People often remain in unhealthy relationships due to trauma bonding. Trauma bonding causes someone to be loyal to a destructive person, often believing in the strength of their perceived connection to them. This mental process causes a person to become desensitized to disturbing actions of the person to whom they are loyal. The victim continues to make excuses for the person and attempts to change them despite little to no effort from the other person. Trauma bonding leads to a feeling of being stuck, codependent, and unable to detach from another person despite repetitive fights and a lack of trust. Though the relationship is fraught with broken promises, arguments, and a suffocating atmosphere, being without the person feels like agony. Faced with this seemingly unbearable loss, people remain in these unhealthy relationships despite the glaring red flags.

Trauma bonding happens over time, worming its way into vulnerable situations. The recipe for trauma bonding includes intense emotions, complex feelings, inconsistent actions, and above all, the promise of something better. The victims of trauma bonding are manipulated or deluded into holding on to false hope that can guide them through even the darkest and most destructive stages of the relationship. Because victims become emerged in their trauma-bonded relationship, they are often unable to see the clear abuse that is right in front of them.
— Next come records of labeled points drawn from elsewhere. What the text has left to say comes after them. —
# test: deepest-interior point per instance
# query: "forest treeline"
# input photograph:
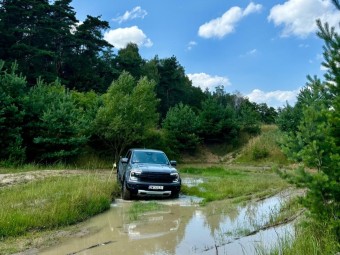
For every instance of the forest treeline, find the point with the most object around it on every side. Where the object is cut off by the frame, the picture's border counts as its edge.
(64, 89)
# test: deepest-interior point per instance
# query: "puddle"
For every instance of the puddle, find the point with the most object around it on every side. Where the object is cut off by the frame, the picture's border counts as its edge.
(182, 227)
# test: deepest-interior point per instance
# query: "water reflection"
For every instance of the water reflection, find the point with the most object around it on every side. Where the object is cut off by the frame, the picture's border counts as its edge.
(183, 228)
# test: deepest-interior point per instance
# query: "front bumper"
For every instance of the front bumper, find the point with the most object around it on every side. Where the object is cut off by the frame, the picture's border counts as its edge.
(143, 189)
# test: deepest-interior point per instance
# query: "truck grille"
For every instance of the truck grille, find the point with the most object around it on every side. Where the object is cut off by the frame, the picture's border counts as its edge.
(157, 177)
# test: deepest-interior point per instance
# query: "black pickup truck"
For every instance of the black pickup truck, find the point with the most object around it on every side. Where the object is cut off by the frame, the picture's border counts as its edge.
(147, 172)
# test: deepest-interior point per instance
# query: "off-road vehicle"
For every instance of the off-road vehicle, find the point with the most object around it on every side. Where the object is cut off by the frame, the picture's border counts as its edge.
(147, 172)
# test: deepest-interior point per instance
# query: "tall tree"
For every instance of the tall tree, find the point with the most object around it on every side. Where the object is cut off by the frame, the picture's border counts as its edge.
(55, 127)
(129, 60)
(25, 30)
(182, 125)
(13, 90)
(128, 112)
(87, 67)
(316, 141)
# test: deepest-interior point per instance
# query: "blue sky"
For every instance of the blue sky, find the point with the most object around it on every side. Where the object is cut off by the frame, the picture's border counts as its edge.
(263, 49)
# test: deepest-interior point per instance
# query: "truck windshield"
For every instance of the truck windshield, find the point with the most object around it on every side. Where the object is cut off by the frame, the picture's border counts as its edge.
(149, 157)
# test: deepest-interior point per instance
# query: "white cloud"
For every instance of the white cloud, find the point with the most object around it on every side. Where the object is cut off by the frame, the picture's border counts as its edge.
(252, 52)
(120, 37)
(191, 44)
(298, 17)
(206, 81)
(136, 12)
(225, 24)
(276, 98)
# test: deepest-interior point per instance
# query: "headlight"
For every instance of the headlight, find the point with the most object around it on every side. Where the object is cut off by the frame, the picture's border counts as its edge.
(176, 177)
(134, 175)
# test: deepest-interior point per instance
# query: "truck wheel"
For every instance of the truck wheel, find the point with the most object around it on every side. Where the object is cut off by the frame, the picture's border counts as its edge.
(126, 194)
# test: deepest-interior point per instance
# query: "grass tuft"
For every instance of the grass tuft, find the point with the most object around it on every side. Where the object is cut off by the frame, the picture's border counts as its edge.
(52, 203)
(221, 183)
(264, 148)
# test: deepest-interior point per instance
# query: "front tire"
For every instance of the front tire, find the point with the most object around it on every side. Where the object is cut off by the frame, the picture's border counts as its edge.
(126, 194)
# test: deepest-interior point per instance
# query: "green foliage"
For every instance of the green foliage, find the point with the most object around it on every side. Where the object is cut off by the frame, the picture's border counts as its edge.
(182, 125)
(47, 41)
(128, 111)
(316, 142)
(289, 117)
(56, 127)
(12, 111)
(218, 123)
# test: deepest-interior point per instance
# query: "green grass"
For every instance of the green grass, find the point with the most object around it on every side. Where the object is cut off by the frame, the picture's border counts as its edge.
(53, 202)
(221, 183)
(311, 238)
(264, 148)
(139, 208)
Situations involving addiction, alcoholism, domestic violence, and generally dysfunctional relationships are more likely to develop trauma bonding. However, it can also occur in situations such as being kidnapped, held hostage, childhood abuse, and religious organizations.
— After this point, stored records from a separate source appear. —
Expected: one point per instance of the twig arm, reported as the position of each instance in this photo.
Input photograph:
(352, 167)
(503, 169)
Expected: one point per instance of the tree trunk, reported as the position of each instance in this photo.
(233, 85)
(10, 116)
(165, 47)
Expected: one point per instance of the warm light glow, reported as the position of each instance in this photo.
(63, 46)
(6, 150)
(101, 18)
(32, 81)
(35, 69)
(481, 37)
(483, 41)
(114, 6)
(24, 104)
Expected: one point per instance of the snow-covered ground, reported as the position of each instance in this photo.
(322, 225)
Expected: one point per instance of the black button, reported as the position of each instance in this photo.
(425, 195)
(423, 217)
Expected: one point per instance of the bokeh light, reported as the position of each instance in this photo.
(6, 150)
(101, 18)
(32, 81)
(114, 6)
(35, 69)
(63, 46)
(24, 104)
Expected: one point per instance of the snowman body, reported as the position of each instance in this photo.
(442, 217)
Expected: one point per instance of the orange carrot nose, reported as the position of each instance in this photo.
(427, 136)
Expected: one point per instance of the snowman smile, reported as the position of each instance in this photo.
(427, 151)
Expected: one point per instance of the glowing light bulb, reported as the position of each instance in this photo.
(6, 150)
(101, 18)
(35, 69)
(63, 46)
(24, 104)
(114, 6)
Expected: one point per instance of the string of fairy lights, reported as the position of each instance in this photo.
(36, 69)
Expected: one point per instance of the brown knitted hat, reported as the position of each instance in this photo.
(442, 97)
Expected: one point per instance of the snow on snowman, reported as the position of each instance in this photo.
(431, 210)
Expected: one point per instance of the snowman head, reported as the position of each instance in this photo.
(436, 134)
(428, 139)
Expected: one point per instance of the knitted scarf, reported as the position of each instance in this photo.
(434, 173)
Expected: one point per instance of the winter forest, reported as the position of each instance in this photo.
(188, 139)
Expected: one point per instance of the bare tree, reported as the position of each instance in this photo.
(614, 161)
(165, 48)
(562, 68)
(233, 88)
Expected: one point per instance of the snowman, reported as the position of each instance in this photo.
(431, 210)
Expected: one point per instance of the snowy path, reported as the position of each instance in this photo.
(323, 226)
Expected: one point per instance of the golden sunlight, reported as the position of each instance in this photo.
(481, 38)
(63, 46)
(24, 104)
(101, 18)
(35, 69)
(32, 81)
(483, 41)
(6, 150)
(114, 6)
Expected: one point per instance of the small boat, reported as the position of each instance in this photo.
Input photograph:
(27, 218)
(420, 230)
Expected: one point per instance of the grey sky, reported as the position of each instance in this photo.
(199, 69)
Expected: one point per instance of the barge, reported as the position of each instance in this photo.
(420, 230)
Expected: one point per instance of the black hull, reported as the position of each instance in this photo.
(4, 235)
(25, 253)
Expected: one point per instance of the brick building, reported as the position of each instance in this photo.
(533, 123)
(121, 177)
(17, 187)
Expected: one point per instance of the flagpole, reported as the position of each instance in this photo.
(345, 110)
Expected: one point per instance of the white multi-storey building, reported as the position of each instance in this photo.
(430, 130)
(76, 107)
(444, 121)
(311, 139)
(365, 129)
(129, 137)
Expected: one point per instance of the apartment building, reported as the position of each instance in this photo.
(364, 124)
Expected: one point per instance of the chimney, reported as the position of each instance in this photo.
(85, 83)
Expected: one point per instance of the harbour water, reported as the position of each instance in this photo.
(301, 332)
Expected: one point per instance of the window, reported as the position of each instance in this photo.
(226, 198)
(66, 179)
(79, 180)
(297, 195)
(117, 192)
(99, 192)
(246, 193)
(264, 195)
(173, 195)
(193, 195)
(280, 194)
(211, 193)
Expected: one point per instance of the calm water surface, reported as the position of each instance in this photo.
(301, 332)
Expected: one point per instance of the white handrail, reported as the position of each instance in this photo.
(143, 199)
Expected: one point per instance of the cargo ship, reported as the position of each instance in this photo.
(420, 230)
Another factor that often coincides with trauma bonding is intermittent reinforcement, a psychological tool that also helps to explain why people have difficulty leaving abusive relationships. If a dog were to get a treat each time it heard a bell, that would be continual reinforcement. However, if it were to get a treat only sporadically after hearing the bell, the dog would still eagerly anticipate hearing the bell. The dog would even grow acclimated to the periods void of treats, persisting in the hope that the treats would eventually arrive. The same mentality fuels trauma bonding and holds victims hostage to their relationship. Despite only occasionally receiving positive affirmative and likely never having promises fulfilled, the victim will withstand continual abuse due to the belief that something good is on its way.
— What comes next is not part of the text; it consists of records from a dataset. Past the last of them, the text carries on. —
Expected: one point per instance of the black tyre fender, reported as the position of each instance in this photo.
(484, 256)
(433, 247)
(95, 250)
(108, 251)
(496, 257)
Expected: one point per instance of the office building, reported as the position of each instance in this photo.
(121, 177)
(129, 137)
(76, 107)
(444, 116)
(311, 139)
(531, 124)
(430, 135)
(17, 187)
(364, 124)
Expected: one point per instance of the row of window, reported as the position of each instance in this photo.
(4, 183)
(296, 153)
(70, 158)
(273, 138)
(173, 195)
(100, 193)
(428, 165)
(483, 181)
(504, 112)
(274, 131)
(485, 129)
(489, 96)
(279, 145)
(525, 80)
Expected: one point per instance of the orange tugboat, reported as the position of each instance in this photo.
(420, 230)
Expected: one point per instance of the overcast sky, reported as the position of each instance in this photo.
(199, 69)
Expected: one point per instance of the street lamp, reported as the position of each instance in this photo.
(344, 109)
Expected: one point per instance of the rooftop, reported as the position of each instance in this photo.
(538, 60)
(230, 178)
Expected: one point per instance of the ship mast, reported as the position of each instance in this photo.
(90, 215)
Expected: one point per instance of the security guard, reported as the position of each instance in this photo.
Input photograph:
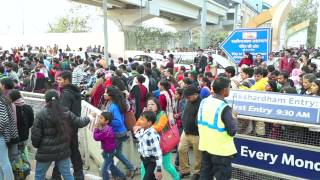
(217, 126)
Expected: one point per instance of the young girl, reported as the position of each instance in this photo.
(103, 132)
(149, 146)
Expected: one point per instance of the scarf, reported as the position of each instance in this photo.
(8, 127)
(169, 108)
(19, 102)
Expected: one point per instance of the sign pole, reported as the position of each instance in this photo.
(203, 24)
(318, 28)
(105, 31)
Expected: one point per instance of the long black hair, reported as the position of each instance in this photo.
(156, 101)
(165, 84)
(58, 115)
(117, 98)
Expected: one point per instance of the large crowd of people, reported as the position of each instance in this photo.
(158, 100)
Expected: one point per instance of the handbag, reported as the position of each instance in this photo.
(170, 138)
(21, 168)
(129, 120)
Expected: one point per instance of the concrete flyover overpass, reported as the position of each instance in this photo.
(181, 14)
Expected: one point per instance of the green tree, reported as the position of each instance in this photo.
(215, 37)
(75, 21)
(305, 9)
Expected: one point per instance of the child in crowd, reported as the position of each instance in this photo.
(149, 146)
(103, 132)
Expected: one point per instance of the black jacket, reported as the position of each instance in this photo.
(200, 62)
(25, 120)
(189, 118)
(71, 99)
(44, 136)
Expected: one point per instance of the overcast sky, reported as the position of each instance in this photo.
(33, 16)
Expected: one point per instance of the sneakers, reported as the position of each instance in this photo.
(183, 175)
(195, 176)
(132, 173)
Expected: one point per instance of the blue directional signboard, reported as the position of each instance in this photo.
(255, 41)
(289, 107)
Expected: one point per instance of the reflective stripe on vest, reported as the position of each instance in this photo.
(213, 137)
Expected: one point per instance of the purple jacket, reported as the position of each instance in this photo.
(107, 137)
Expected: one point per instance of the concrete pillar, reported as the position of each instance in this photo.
(318, 28)
(105, 30)
(203, 24)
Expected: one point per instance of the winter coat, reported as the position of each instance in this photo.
(45, 137)
(106, 136)
(71, 99)
(25, 120)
Intermittent reinforcement creates intense, unstable, unhealthy, painful, and ultimately addicting relationships. Though the cycle of abuse is crushing at its lowest, it is thrilling and intoxicating during the brief highs. Even though the abuse constitutes the majority of the relationship, it is the moments in between that allow the victim to persist and hold out hope rather than abandon ship. The manipulation of intermittent reinforcement and trauma bonding can create a perilous and even fatal position for an abuse victim, as it makes them unwilling to part from the abuser. Rather than be able to separate themselves from their relationship, victims become owned by the relationship and trapped within it. They can withstand immense abuse and neglect, surviving entirely off the brief rewards at the extent of their own mental and physical health.

Although the manipulation of an abusive relationship might be clear to people on the outside, it’s important to empathize with the victim and understand that they likely can’t see this. Leaving abusive situations can be not only difficult but dangerous. Rather than take out frustrations on the victim, it’s critical to help them get to a safe location where they can come to terms with and heal from their abuse. If you find yourself stuck in an unhealthy situation, perhaps it’s time to ask yourself if the glue holding you in place is indeed shared trauma. You are not a dog waiting for a bell, and real love does not leave you starved in the time in between affection.